Thuật ngữ AI
Từ điển đầy đủ về Trí tuệ nhân tạo
Feature Selection
Process of automatic selection of the most relevant features for a supervised model by eliminating redundant or non-informative variables to improve performance and reduce complexity.
Label Encoding
Transformation of categorical variables into integer numerical values where each unique category receives a distinct numerical identifier, suitable for algorithms requiring numerical inputs.
Feature Scaling
Normalization or standardization of numerical features to bring them into a comparable range, essential for algorithms sensitive to variable scale such as SVMs and neural networks.
Polynomial Features
Generation of new features by creating polynomial combinations of existing variables, allowing to capture non-linear relationships between features and the target variable.
Interaction Features
Creation of new variables representing interactions between existing features, typically through multiplication or combination, to reveal synergistic effects in supervised data.

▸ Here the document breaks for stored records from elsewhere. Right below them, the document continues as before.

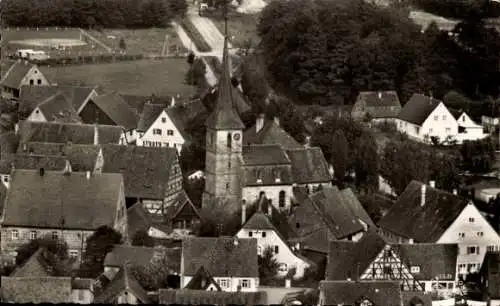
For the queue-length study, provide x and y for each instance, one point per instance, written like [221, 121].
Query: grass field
[242, 26]
[144, 77]
[141, 41]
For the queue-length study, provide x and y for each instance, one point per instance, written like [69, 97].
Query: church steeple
[224, 115]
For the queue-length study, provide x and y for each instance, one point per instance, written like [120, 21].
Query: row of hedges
[200, 42]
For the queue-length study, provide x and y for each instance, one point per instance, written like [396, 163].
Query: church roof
[225, 116]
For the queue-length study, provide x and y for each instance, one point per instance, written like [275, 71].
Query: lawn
[145, 77]
[141, 41]
[242, 26]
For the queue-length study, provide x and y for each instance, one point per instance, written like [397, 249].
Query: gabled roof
[380, 293]
[16, 73]
[58, 132]
[309, 166]
[113, 105]
[408, 218]
[357, 259]
[442, 265]
[225, 116]
[58, 108]
[82, 203]
[202, 280]
[146, 170]
[382, 104]
[202, 297]
[123, 254]
[37, 289]
[418, 109]
[123, 281]
[138, 219]
[263, 155]
[221, 256]
[149, 114]
[271, 133]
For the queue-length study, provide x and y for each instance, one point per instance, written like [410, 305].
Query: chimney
[243, 212]
[422, 197]
[259, 123]
[96, 135]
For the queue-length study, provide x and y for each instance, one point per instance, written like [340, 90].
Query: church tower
[224, 140]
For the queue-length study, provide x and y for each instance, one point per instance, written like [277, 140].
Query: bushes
[195, 36]
[92, 13]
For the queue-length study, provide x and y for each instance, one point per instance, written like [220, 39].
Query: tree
[268, 265]
[142, 238]
[340, 153]
[100, 243]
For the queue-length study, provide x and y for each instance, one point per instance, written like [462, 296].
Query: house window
[283, 268]
[245, 283]
[282, 198]
[223, 283]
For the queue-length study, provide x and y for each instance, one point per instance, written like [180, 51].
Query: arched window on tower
[229, 140]
[282, 198]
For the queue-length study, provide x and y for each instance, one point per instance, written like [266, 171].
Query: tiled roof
[309, 166]
[82, 203]
[15, 74]
[122, 254]
[359, 211]
[380, 293]
[146, 170]
[263, 155]
[148, 116]
[442, 265]
[408, 218]
[351, 264]
[383, 104]
[271, 133]
[418, 108]
[65, 132]
[202, 297]
[221, 256]
[113, 105]
[58, 108]
[138, 219]
[37, 289]
[123, 281]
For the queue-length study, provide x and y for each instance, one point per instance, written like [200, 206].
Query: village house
[260, 226]
[373, 258]
[329, 214]
[19, 74]
[425, 214]
[111, 109]
[231, 261]
[62, 209]
[376, 107]
[165, 126]
[424, 118]
[32, 96]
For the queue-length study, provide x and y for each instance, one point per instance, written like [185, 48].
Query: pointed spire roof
[224, 115]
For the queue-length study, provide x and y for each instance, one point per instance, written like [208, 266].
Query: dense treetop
[92, 13]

Recursive Feature Elimination
Iterative selection algorithm that builds a model, eliminates the least important features according to a specific criterion, and repeats this process until reaching the optimal number of features.
Target Encoding
Technique for transforming categorical variables using statistics of the target variable (mean, median) for each category, thus directly capturing the relationship with prediction.
Feature Importance
Quantitative measure of the impact of each feature on the supervised model's predictions, calculated by methods such as permutation importance, SHAP values, or model coefficients.
Principal Component Analysis
Linear dimensionality reduction technique that transforms features into uncorrelated orthogonal components, maximizing explained variance with a reduced number of dimensions.
Binning/Discretization
Process of converting continuous variables into discrete categories (bins) to simplify relationships, handle outliers, and improve performance of some supervised algorithms.
Feature Hashing
Reduced dimensionality technique that applies a hashing function to features to map them into a fixed-dimensional space, useful for high-dimensional data with many categories.
Missing Value Imputation
Set of statistical or algorithmic strategies to replace missing values in features with appropriate estimates, essential for maintaining supervised data integrity.
Feature Crosses
Combination of features to create new features representing specific interactions, particularly effective in linear models to capture non-additive relationships.
Feature Engineering Pipeline
Automated and reproducible sequence of transformations applied to features, integrating cleaning, creation, selection, and scaling to ensure consistency between training and prediction.
Domain-Specific Feature Creation
Development of features based on business expertise and domain knowledge, creating informative variables that capture specific non-obvious patterns in raw data.
Temporal Feature Engineering
Creation of features specific to time-series data like lag features, rolling statistics, time components, and seasonal trends to improve chronological supervised predictions.